On Wednesday, Google unveiled its latest artificial intelligence (AI) offering, the Gemini 2.5 Pro Experimental model, marking the debut of the 2.5 family of AI models. The Mountain View-based tech firm asserts that this new series incorporates inherent reasoning capabilities directly into the model architecture, which is expected to enhance its performance across various tasks. According to the company, it has achieved superior benchmark scores in numerous areas, surpassing OpenAI’s o3-mini in multiple evaluations. Users have begun to receive access to the new model.

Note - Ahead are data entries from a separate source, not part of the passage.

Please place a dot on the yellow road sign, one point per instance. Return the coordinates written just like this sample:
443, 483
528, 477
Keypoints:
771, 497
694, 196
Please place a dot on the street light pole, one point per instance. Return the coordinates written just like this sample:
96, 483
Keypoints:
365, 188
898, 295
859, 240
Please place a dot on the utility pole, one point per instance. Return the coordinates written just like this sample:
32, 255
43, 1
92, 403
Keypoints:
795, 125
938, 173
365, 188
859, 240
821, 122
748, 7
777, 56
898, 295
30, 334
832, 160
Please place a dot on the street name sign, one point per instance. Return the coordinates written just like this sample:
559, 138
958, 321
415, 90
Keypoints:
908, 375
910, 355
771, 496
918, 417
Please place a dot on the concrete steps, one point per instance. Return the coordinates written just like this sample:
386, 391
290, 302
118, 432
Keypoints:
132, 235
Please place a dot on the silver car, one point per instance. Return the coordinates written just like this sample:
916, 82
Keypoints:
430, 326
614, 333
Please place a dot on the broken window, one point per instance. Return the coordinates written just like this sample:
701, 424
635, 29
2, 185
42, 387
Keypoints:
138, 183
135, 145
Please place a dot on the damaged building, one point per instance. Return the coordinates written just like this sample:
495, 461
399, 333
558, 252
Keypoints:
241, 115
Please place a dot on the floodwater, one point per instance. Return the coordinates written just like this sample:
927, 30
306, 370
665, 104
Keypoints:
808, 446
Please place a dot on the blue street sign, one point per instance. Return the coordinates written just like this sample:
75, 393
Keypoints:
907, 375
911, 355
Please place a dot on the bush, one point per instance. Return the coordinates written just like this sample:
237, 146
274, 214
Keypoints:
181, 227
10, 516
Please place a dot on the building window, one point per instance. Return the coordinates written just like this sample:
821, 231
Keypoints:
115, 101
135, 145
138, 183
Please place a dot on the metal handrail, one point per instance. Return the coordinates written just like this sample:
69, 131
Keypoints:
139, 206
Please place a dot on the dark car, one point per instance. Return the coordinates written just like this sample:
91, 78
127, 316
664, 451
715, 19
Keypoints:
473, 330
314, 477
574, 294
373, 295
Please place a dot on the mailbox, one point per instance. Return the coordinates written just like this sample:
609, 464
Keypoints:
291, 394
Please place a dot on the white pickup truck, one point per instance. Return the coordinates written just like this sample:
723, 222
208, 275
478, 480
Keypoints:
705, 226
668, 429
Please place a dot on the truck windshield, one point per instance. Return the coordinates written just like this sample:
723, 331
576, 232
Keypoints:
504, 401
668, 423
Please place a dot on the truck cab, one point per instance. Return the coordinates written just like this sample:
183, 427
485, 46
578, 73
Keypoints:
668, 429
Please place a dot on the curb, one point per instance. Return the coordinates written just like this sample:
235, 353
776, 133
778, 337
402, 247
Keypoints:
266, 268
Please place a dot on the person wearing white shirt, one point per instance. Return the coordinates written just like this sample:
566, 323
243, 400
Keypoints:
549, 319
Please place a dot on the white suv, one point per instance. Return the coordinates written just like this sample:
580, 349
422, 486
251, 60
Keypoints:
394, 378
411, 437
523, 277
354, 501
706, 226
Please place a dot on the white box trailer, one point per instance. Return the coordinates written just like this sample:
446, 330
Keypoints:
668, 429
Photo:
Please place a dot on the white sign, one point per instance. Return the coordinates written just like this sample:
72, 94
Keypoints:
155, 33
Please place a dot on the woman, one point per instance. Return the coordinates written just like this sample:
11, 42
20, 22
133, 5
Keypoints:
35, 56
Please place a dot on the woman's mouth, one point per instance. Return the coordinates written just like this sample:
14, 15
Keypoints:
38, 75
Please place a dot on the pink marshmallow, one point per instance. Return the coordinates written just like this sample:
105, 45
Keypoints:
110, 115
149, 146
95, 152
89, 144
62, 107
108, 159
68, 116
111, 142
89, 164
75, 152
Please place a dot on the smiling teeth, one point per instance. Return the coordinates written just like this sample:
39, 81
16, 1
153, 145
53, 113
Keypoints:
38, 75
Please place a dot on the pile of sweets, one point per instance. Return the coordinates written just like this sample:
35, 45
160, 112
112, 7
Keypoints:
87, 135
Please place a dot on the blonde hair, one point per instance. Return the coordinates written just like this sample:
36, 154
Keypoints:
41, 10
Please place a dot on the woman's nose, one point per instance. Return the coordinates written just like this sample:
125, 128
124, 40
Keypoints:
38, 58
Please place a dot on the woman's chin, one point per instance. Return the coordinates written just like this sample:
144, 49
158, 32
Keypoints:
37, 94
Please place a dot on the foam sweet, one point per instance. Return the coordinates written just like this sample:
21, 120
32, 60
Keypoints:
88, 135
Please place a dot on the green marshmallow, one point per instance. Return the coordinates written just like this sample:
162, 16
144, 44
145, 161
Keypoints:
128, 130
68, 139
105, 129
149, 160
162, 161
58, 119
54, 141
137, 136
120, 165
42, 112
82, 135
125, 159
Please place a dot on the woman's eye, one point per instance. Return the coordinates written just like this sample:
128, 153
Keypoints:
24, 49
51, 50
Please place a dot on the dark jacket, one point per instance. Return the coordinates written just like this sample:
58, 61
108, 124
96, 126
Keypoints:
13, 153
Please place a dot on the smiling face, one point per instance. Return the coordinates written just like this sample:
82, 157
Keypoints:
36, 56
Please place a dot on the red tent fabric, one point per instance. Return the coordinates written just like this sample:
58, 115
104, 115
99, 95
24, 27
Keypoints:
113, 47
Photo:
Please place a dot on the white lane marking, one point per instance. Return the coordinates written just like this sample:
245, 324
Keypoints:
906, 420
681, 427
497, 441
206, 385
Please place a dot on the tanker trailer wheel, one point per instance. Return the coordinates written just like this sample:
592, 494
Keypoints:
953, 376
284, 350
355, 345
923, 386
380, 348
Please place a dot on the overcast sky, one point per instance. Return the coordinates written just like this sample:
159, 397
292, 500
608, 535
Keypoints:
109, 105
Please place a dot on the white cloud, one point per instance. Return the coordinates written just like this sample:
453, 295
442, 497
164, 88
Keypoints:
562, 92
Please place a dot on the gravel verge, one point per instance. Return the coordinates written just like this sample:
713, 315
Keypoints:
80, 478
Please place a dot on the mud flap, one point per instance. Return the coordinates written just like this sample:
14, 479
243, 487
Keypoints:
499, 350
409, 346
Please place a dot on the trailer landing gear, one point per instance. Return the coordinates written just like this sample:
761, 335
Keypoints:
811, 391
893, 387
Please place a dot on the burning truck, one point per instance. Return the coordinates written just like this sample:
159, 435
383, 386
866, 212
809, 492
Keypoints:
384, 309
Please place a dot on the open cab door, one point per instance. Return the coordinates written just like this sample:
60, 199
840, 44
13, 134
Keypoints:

Introduction of the Gemini 2.5 Pro AI Model
In a blog announcement, Koray Kavukcuoglu, CTO of Google DeepMind, provided insights into the new large language model (LLM). A significant change in the Gemini 2.5 series is the elimination of distinct “Thinking” models, such as the Gemini 2.0 Flash Thinking, which were previously labeled as such.
Google has developed an enhanced base model that has undergone additional improvements during post-training, enabling all Gemini 2.5 models to possess advanced reasoning abilities. Consequently, each model in this series will be equipped for intricate reasoning tasks without a specific “Thinking” label.
Benchmarks for Gemini 2.5 Pro
Photo Credit: Google
While Google has kept specifics regarding the model’s dataset, training methodologies, and architecture somewhat vague, it has provided benchmark scores from its internal tests. Notably, Gemini 2.5 Pro reportedly achieved an 18.8 percent score on Humanity’s Last Exam, which is recognized as one of the most challenging assessments for AI models. This score is regarded as state-of-the-art (SOTA) among models that do not utilize external tools.
Additionally, Gemini 2.5 Pro has demonstrated superior performance when compared to models such as OpenAI’s o3-mini, Grok 3 Beta, Claude 3.7 Sonnet, and DeepSeek R1 across various benchmarks, including GPQA Diamond and AIME for 2024 and 2025.
Moreover, Gemini 2.5 Pro has claimed the top spot on the LMArena leaderboard at launch. This platform allows AI developers and enthusiasts to rate models based on their experiences and is currently followed by Grok 3 preview, GPT 4.5 preview, Gemini 2.0 Flash Thinking, and Gemini 2.0 Pro in the subsequent rankings.
Google also asserts that the new LLM enhances coding capabilities, enabling it to produce “visually compelling” web applications and effective coding solutions. The Gemini 2.5 Pro includes native multimodal support and boasts a context window accommodating up to one million tokens.
Developers and enterprises can access Gemini 2.5 Pro through Google AI Studio, and those subscribed to Gemini Advanced can utilize the model on Gemini’s web client and applications. The company anticipates making it available on Vertex AI in the near future.